How can stuff that is essentially edible and nutritious transform into something so corrupt and poisonous in less than a month? I could add a picture of maggots and rubbish right here. But that wouldn't convey the smell- It was e v i l.

I started picking out what I could using the brown paper to reinforce the fragile bags. J couldn't open the big compostable bags so E took over, holding one open for me while trying to remain as far away as possible from what I was holding. I lowered the decomposing food into the new bag as carefully as possible. But there was a certain amount of spatter. And maggots fell onto the driveway.

M and J protested loudly and ran inside. E desperately wanted to join them but I growled 'Stay where you are and hold the bag!!' in a voice that scared both of us.
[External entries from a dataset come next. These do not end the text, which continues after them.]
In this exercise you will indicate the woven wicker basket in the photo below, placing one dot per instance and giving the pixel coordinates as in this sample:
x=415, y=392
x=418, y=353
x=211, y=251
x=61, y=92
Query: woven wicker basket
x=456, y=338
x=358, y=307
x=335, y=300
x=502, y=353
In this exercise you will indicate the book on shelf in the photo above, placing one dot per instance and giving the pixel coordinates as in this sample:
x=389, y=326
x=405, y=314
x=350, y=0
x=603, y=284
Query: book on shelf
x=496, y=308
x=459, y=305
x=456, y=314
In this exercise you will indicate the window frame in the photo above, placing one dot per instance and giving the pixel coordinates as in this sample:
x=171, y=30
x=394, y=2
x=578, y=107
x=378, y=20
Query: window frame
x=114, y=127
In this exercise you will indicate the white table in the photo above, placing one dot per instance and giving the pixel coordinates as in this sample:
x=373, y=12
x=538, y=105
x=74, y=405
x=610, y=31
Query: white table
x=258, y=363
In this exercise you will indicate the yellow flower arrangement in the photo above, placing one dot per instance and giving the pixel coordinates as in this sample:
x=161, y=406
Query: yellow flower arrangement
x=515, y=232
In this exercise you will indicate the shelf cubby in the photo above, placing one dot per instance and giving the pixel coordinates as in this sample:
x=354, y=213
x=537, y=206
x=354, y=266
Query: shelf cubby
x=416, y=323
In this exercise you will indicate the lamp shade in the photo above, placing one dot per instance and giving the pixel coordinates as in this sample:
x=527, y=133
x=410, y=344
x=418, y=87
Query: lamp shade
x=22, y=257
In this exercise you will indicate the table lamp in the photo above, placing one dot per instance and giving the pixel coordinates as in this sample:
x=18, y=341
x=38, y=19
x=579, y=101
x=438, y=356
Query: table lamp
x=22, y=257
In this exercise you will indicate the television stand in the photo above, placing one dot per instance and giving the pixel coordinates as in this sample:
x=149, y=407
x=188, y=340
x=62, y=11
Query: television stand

Down and down I reached into the rancid soup of disintegrating food-bin filth. And slowly transferred it bit by bit into the bag Ethan was reluctantly holding.

Eww Eww Eww...

It was the singular most disgusting thing I have ever had to do in my whole life. And I have done a fair few disgusting things. I used to be a nurse- I got paid to do some of them. I have smiled and chatted with elderly patients and not gagged while dressing necrosing leg ulcers. I've had 3 babies and been involved in more than one drunken night out which ended with someone losing a night's worth of vodka in reverse. I have inserted one of my own fingers inside the body of another human being in order to deliver a prescribed medication. I have been involved in the unblocking of portable toilets at festivals which involved handling used tampons that were not my own. 

This was worse.

Once the solid contents had been evacuated, there was 4-5 inches of putrid orange water in the bottom of the bin, with dozens of maggot carcases floating in it.

This was disposed of down the nearest drain, then the bin bleached and rinsed out three times. It is still recovering in the front garden. 

I spent a lonnnggg time in the bath and am recovering on the couch with a glass of wine. And I can still smell the bin.